Nowadays antibiotic resistant bacteria are found in community but more frequently in hospital environments. Development of resistant bacteria (gram positive cocci, esp.enterococci) to glycopeptide antibiotics are becoming important.

On behalf of infection, control after detection of VRE surveillance studies must be performed. To determine and control the rectal VRE colonisation in our NİCU the rectal swabs of 760 neonates were taken and send to the laboratory at admission for the last year, 2011.

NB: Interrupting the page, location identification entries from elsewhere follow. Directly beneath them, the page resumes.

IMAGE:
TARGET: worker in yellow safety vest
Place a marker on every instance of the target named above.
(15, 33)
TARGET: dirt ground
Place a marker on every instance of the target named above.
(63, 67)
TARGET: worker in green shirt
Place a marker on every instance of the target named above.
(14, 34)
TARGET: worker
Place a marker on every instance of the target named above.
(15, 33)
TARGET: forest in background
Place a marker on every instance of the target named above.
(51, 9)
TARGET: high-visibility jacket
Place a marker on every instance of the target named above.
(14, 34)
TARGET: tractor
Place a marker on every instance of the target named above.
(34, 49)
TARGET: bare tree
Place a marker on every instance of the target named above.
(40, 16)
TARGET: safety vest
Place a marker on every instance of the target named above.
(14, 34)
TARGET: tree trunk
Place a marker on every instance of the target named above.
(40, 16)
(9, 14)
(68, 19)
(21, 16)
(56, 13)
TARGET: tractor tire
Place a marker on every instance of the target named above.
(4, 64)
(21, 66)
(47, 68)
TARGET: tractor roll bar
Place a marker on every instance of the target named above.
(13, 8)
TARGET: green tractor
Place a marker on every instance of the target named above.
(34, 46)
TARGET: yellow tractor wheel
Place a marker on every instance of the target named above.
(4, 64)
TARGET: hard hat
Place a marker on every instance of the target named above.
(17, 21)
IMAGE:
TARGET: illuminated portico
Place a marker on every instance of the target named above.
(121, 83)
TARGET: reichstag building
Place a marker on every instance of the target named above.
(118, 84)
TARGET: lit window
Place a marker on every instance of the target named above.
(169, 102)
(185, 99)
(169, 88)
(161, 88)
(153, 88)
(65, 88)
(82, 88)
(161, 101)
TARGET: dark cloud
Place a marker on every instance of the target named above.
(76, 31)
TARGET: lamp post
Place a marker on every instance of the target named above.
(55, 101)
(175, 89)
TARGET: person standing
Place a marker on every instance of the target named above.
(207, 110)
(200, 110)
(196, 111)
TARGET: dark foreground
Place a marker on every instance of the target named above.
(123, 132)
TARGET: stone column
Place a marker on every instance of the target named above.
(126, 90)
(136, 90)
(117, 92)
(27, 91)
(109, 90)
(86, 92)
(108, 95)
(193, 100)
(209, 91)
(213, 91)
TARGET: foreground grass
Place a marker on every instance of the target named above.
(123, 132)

VRE was isolated in 12 (1.6%) of the neonates. 6 of the neonates (50%) were born in public hospitals and 50% in private hospitals. To prevent the outbreaks in NİCU we isolated the babies. Non of the babies were treated with vancomycin. The blood cultures were negative in all of them inspite of positive rectal colonisation. The diagnosis of these babies were as follows: 7/12 neonatal jaundice, 2/12 neonatal dehydration, 1/12 urinary tract infection, 1/12 bronchopneumonia, 1/12 preseptal cellulitis. Median hospital stay was 10 days(3–29 days). 2/3 of newborn were born with C/S delivery, there was no hospitalisation history.

Conclusion We wanted to emphasize the uncontrolled use of antibiotics can be a problem in future therefore surveillance studies should be performed.